THOUSANDS OF CURIOS IN MUSEUM

Footnotes to Long Island History

Old Long Island Lives Again

Thousands of Curios in Museum

by

Thomas R. Bayles

MIDDLE ISLAND- One of the most interesting places to visit in this part of Long Island is Emil's Middle Island museum on Middle Country road just east of the Presbyterian church here. As we enter this museum filled with one of the largest collections of curios on Long Island, the hands of time seem to be turned back to the days of long ago.

Here are displayed a complete old-fashioned country store of the late 1800's and the post office and fixtures at Middle Island in use when Miss Cynthia Hutchinson was postmistress in 1877, with some of the fixtures dating back to 1840. The letter boxes are filled with old newspapers of that period, and auction hand bills advertising country auctions of by gone days are tacked on the wall.

A complete blacksmith shop with fixtures dating back to 1780 from the old wheelright shop of Charles Marvin of Yaphank, and an old one horse shay dating back to 1700 from Marvin's shop is on exhibition.

Other items are a drug store with its old fixtures of years long past from Sayville and a barber shop complete with the old-fashioned individual shaving cups from Hicksville.

An item old special interest is the first sheriff seal of Suffolk county in use when Phineas Carll was sheriff in 1795, and signed by George Clinton the first governor of New York State.

Another interesting relic is an old handbill campaign advertisement of 1892, when Andrew Jackson was running for president of the United States as well as torches used in the election campaign of Abraham Lincoln in later years.

An old dog treadmill attached to a churn that was used by the farmers to make their butter years ago is very interesting. A large exhibit of old-fashioned telephones take one back to the days when telephones first came into use.

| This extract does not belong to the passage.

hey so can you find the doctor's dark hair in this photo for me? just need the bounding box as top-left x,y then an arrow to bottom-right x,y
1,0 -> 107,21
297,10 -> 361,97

A large collection of sculptured figures by the eminent American Sculptor John Rogers, is on display.

There are thousands of articles including Indian relics, pistols, guns, swords, ammunition, uniforms, household and kitchen utensils, farm implements, Long Island egg collections, lap organs, music boxes, the first juke boxes, a surveying chain in use during the period when George Washington was a surveyor, an American Eagle bed spread of 1800, carpet bags, old shoemakers bench and tools, a multitude of old advertisements, papers, documents and posters.

For the children are an old hand operated merry-go-round with life-sized horses and a bird cage with a singing canary that comes out and sings when wound up.

This collection is the result of 25 years work as an antique collector by Emil Lengyel who was preserved and assembled the thousands of items making up this museum. He has done an important work in preserving for posterity these relics of life on Long Island during the early years of its settlement and a visit to this museum is of great educational value to everyone.

The old house adjoining the museum is the home of Mr. and Mrs. Lengyel and was built about 1740 and was one of the first houses to be built when the middle of the island was opened up to settlement.

The museum will reopen Wednesday and a small admission charge is made to defray expenses. Hours may be spent browsing through this huge collection of relics of the past.